Half of this heavenly monster sits in my freezer right now, waiting like a cool semifreddonkenstein (half frozen, half… not.. frozen). It’s pale yellow exterior concealing the deep wallop of Meyer lemon and Nova Scotian wildflower honey it holds within, waiting to be pared down, slice by slice, into moments of time that melt at exactly the right speed into creamy halos on your plate or tongue. Or eaten standing up in front of the freezer by the feathered and chilly forkful, in one’s pajamas, like yrs truly. At any rate, nothing will stop the powers of semifreddonkenstein!
Admittedly, I would never personify the remaining semifredo as a (delicious) monster if this past week hadn’t happened. It all started when my sister and her kids visited last weekend and I folded together a mountain of lemony-floof into a frozen cake for the occasion. C’est normal, the kids ate dirt together, the adults had kale and roast chicken, it was lovely as bunnies and dessert went down a treat with some lightly sweetened berries and homemade strawberry sodas.
And then… the stomach bug arrived with it’s little bug fingers. Without getting very far into the details of that, the whole family got it and the whole family survived (incredibly). And I handled a new level of challenge as a parent, holding my tiny Muffin as he slept through the worst of it and kept his spirits if not dry, then at least buoyant. We bonded. Sick kids are nice to cuddle. I realized there was an even broader range of things that don’t gross me out about my own offspring. And I’m really, really, glad we’re through the woods. SO GLAD.Four enormous loads of surprisingly gratifying laundry later, and after many, many bowls of pho and miso soup and instant ramen (and more tonight), I can finally look at the remaining half of this lemon-thing with renewed appetite, and appreciation for it’s staying power. I can wait for you, my lovely. You can wait for me. And we’ll all melt together by the big lemon tree*. I’ll take a tiny slice and feel like a normal person again. Like a functioning adult. Just in time for the first day of spring that makes me wish I’d left my coat at home.*I’m finally growing Meyer lemon trees!! Planted eighteen lucky seed-contenders last night. Wish them luck!This is an easy, and elegant dessert for a dinner with guests, one that will keep for days (3 or 4!) well wrapped in the freezer. The honey adds an amazing warm quality that matches really naturally with the mandarin-taste of Meyer lemons, but you can use regular lemon juice too. My Meyers were pucker-y enough on their own, but if you find yours are too sweet, you can add a little straight lemon juice to sour them up.

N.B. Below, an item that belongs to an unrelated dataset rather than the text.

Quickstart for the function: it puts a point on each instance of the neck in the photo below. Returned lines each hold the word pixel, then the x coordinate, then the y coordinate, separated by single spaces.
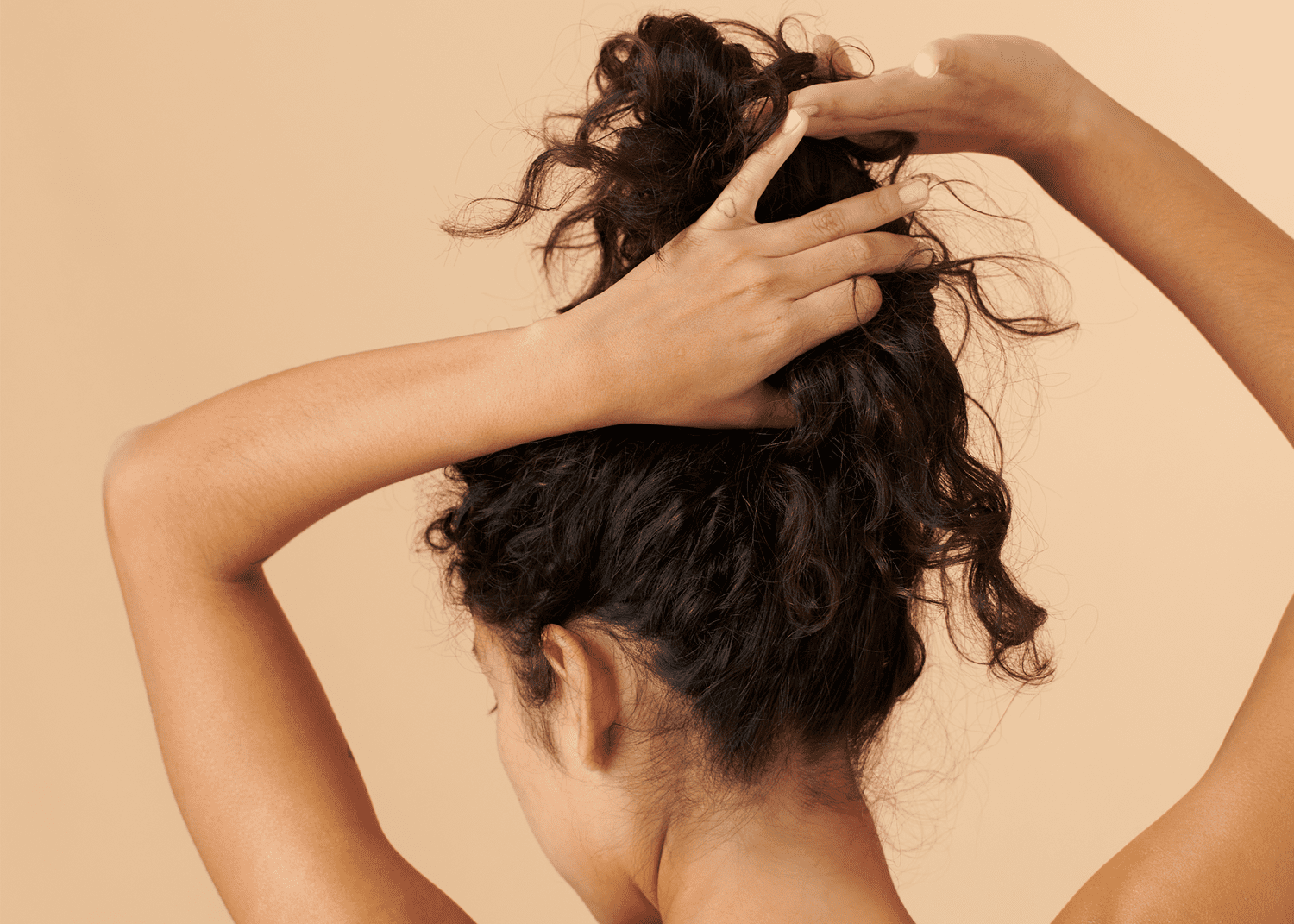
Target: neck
pixel 778 862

Meyer Lemon Honey Semifreddo
Adapted from Maria Helm Sinskey via Epicurious
- ½ cup (50 grams) blanched pistachios, roughly chopped
- 1¾ cup (436 grams) chilled heavy whipping cream
- ¾ cup (150 grams) + 2 tablespoons (24 grams) white sugar
- ⅓ cup (113 grams) mild high-quality honey
- ½ cup (125 grams) fresh Meyer lemon juice
- 7 egg yolks (140 grams)
- 2 tablespoons Meyer lemon zest
- ¼ teaspoon (1 gram) sea salt
- 4 cups fresh berries – raspberries, blackberries, strawberries, anything
Line a 9x5x3 loaf pan with plastic wrap, leaving enough overhang to make it easier to un-mold later. (It helps to slightly wet the tin with water first, then press the plastic into the corners with a dry pastry brush). Sprinkle the pistachios onto the bottom of the lined tin.
Whip the cream to soft peaks; cover and keep chilled in the fridge.
Mix the honey, sugar, lemon juice, lemon zest and egg yolks together in a bowl set over a pan of simmering water. With a whisk, stir the mixture until it reaches 170℉ and thickens like a lemon curd (which is exactly what you are making). Pass the curd through a fine mesh strainer, discard the solids, and whip it on high speed until very thick, cool, and double in volume.
In three additions, gently fold the whipped cream into the egg mixture until it is homogenous, deflating it as little as possible. Pour it into the prepared tin, tap it a couple times on the table gently to pop any large air bubbles, and cover the top with plastic wrap. Freeze for at least 8 hours before serving.
To serve, un-mold onto a serving platter. (If your freezer is very cold, let the semifredo warm slightly in the fridge for a few minutes before slicing – mine is not that cold, so I cut it right away). If serving with with berries, toss them in 2 tablespoons of sugar and let them mingle for 20 minutes and up to 3 hours before using them.